Le soir du 12 mars 1954, Giap donne ses derniers ordres avant l’attaque. Il connaît l’enjeu de la bataille et sait ce qu’elle coûtera. « Nous aurons à subir des pertes au cours de l’action. La victoire s’acquiert au prix du sang, comme toutes les conquêtes révolutionnaires, et par des sacrifices. » Du côté français, on est au courant de l’imminence de l’attaque. Le colonel de Castries et ses hommes attendent ce moment depuis plusieurs semaines.
Le jour J, les assaillants ont une supériorité de 8 contre 1. Les Français ne peuvent mettre en ligne que 6 500 hommes contre les 50 000 combattants des divisions d’élite vietminh (les 308e, 312e, 316e et 304e), de la 351’ division de génie et d’artillerie et du 148e régiment du territoire. Les Français disposent de cinq bataillons de la Légion étrangère, mais huit autres sont formés de tirailleurs algériens et marocains, de Thaïs, de Vietnamiens, de supplétifs et de police mobile.
Le 13 mars, des mouvements viets sont signalés autour des points d’appui « Béatrice » et « Gabrielle », tandis que deux régiments de la 312’ division partent de leur base de départ, à moins de 1 600 mètres des défenses françaises. Deux C47 et un chasseur-bombardier sont détruits par l’artillerie ennemie sur la piste d’atterrissage.
A 17 h 15, les premiers obus de 105 tombent sur « Béatrice », tenue par le 3’ bataillon de la 13’ demi-brigade de Légion étrangère. Deux canons de 105 en position sont détruits et le colonel Gaucher, qui commande le point d’appui est tué.
L’infanterie vietminh attaque « Béatrice » à la nuit tombante, après que ses sapeurs aient pratiqué des brèches dans les barbelés. Sans tenir compte de ses pertes, l’ennemi avance, envahissant abris et tranchées. Pied à pied, combattant à la grenade, il s’infiltre dans les boyaux. A 21 h, un seul point de résistance tient encore. Un peu après minuit, un silence pesant tombe sur « Béatrice ». Sa garnison de légionnaires a perdu 75 % de son effectif et moins de 200 hommes pourront rejoindre le gros des troupes françaises.
Dans le camp retranché, les assiégés sont atterrés. Un point d’appui défendu par la Légion enlevé en six heures ! Des milliers d’hommes regardent vers la position perdue et essaient de comprendre. Le colonel de Castries, qui a passé toute la nuit au téléphone et a vécu l’agonie de « Béatrice », alerte le quartier général à Hanoi. On lui promet des renforts et un appui aérien.

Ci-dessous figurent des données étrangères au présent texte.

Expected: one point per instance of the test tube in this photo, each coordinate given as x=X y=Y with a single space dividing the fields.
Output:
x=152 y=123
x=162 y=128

Le quart des munitions de 105 a été consommé en une nuit ; de plus, le terrain d’aviation, vital pour les assiégés, est inutilisable ; l’artillerie ennemie a contraint les chasseurs-bombardiers encore intacts à décoller : ils ont gagné le Laos.
Le lendemain, 14 mars, le 5’ bataillon de parachutistes vietnamiens est largué en renfort ; de Castries envisage une contre-attaque sur « Béatrice ». Mais un ciel bas et une violente tempête interdisent tout appui aérien.
A 18 h, les batteries ennemies commencent à bombarder « Gabrielle », prochain objectif de Giap. Le point d’appui est tenu par un bataillon de tirailleurs algériens et dispose de huit mortiers de 120 mm de la Légion étrangère. Le Vietminh engage dans l’attaque les 88’ et 165’ régiments de sa 308’ division. Huit bataillons contre un.
Bénéficiant de leur défense en profondeur, les Algériens résistent au premier assaut. Mais à l’aube du 15 mars un seul fortin tient encore.
La contre-attaque française vers « Gabrielle » est menée par deux compagnies de la Légion et un bataillon de parachutistes vietnamiens, appuyés par six chars M24. Elle progresse jusqu’à moins de 1 500 m de la position et permet à 150 de ses occupants de rejoindre les lignes françaises avant que son élan ne soit brisé. Un deuxième point d’appui vient donc de tomber.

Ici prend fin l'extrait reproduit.